Cina-Ue: anche il vino nella guerra dei dazi. Ma l’Italia vale l’8% del mercato di Pechino

Il vino italiano entra incolpevole in una guerra di dazi che rischia di frenare l’export verso la Cina, dove l’incidenza delle nostre bottiglie sul mercato di Pechino è passata da appena l’1 per cento di fine anni Novanta all’8 per cento attuale, con un volume d’affari in costante crescita che oggi sfiora gli 80 milioni di euro. Lo afferma la Cia-Confederazione italiana agricoltori, commentando la decisione del gigante asiatico di aprire un’indagine anti dumping nei confronti del vino importato dall’Ue, in risposta alla decisione comunitaria di imporre dazi ai pannelli solari cinesi dal 6 giugno. Nell’ultimo anno le esportazioni di vino “made in Italy” in Cina sono aumentate del 15 per cento -ricorda la Cia- e anche nel primo bimestre del 2013 la spesa per le nostre bottiglie è cresciuta del 41,5 per cento per 32.596 ettolitri venduti oltre la Grande Muraglia solo tra gennaio e febbraio.

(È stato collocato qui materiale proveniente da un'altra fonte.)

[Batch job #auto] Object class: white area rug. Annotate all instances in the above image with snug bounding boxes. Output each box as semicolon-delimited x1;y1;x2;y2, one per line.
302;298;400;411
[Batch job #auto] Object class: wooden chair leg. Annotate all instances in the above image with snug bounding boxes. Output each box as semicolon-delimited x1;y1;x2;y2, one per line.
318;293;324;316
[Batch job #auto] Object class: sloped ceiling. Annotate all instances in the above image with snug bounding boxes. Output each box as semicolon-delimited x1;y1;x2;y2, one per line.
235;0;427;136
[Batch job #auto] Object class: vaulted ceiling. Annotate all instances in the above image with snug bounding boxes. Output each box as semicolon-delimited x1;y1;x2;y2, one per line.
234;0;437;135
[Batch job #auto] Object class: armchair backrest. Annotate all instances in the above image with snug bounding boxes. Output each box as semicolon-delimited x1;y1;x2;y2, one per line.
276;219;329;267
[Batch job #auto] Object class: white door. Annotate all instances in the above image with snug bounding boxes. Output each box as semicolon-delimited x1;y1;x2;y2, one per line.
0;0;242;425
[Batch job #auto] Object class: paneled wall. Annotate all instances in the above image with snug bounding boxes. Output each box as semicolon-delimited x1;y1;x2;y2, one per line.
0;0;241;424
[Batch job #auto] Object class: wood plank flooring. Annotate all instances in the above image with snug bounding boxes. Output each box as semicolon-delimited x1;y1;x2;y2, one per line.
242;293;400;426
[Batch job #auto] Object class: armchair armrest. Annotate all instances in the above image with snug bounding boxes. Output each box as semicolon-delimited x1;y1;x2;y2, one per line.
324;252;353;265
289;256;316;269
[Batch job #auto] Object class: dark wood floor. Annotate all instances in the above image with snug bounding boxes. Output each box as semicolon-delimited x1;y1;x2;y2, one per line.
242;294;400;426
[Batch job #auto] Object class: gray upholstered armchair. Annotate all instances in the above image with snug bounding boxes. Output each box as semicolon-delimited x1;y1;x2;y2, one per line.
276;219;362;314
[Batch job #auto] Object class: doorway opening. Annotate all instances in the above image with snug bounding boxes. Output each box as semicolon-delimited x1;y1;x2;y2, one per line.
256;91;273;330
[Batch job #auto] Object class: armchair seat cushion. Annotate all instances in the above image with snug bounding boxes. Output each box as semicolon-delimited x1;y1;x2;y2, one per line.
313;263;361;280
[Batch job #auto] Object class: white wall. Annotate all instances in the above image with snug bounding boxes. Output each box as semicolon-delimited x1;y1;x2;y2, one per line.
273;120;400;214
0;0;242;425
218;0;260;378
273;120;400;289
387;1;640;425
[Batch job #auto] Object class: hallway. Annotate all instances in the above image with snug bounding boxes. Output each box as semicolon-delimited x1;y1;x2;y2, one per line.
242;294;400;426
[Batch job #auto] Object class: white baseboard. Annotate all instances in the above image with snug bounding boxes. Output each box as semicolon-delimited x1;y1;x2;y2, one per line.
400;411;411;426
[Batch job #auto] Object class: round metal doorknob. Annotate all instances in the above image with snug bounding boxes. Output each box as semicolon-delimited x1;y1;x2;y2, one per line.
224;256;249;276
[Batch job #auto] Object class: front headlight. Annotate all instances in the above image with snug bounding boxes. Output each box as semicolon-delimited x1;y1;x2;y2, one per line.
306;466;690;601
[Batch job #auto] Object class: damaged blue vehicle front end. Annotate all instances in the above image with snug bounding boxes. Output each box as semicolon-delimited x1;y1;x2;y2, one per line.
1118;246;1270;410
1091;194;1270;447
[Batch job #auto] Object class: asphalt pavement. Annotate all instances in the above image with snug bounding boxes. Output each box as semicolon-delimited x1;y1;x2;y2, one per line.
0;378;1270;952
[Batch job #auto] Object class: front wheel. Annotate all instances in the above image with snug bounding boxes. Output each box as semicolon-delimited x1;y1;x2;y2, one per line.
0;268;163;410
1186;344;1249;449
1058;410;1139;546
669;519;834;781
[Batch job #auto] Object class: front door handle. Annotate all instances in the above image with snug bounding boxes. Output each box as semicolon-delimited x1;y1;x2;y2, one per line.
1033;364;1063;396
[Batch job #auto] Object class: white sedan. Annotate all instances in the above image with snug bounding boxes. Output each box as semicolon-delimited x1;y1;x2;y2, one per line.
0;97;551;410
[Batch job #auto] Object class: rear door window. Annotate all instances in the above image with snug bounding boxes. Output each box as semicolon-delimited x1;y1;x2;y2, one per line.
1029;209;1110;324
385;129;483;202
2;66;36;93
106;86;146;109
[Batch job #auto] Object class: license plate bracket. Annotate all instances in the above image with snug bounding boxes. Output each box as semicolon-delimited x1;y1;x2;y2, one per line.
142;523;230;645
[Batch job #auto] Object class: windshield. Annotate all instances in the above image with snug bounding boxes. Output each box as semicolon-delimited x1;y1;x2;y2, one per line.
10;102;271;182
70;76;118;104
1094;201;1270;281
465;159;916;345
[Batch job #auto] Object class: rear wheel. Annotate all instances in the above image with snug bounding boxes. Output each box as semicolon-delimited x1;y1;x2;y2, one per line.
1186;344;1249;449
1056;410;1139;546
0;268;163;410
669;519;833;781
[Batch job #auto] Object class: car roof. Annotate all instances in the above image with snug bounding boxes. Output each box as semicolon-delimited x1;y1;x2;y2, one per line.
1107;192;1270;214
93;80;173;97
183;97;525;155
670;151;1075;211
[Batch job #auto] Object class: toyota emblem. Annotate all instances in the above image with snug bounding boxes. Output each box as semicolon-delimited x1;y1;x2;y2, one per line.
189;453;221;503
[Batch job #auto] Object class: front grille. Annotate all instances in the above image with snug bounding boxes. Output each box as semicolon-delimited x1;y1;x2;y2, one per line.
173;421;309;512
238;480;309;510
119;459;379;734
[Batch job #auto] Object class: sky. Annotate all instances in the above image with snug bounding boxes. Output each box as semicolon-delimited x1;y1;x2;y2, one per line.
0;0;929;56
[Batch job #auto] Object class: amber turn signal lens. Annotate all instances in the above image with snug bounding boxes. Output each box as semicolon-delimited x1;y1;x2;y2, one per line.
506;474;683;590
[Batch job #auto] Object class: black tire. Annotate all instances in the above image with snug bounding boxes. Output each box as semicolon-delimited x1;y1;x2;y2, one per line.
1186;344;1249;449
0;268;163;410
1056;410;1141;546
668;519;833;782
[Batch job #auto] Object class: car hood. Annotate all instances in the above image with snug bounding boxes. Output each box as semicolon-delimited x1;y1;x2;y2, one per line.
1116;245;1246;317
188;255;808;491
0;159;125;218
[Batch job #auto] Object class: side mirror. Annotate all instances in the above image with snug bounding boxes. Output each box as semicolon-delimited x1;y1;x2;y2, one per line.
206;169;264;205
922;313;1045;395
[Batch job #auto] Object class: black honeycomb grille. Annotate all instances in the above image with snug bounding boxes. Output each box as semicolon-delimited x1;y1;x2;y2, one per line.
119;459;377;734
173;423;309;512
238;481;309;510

Pericolo export – E’ chiaro, quindi, che la volontà di Pechino di mettere dazi sul vino andrebbe a incidere pesantemente su uno dei driver di crescita del “made in Italy”, visto che le nostre etichette rappresentano il 20% di tutto l’export agroalimentare con un fatturato oltreconfine di 4,8 miliardi di euro -sottolinea la Cia- e va a compensare il calo netto dei consumi interni, con un bicchiere in meno ogni quattro sulle tavole degli italiani. Ma si tratta di una decisione che avrà grosse ripercussioni in tutta Europa -aggiunge la Cia- visto che solo nel 2012 la Cina ha importato circa 4 milioni di ettolitri di vino, due terzi dei quali proprio provenienti dai Paesi comunitari. E, più in generale, in soli sette anni l’import cinese di “rossi” e “bianchi” si è quasi decuplicato, passando dai 500 mila ettolitri del 2006 ai 4 milioni attuali e balzando dal ventesimo al 5° posto nella classifica dei maggiori Paesi bevitori.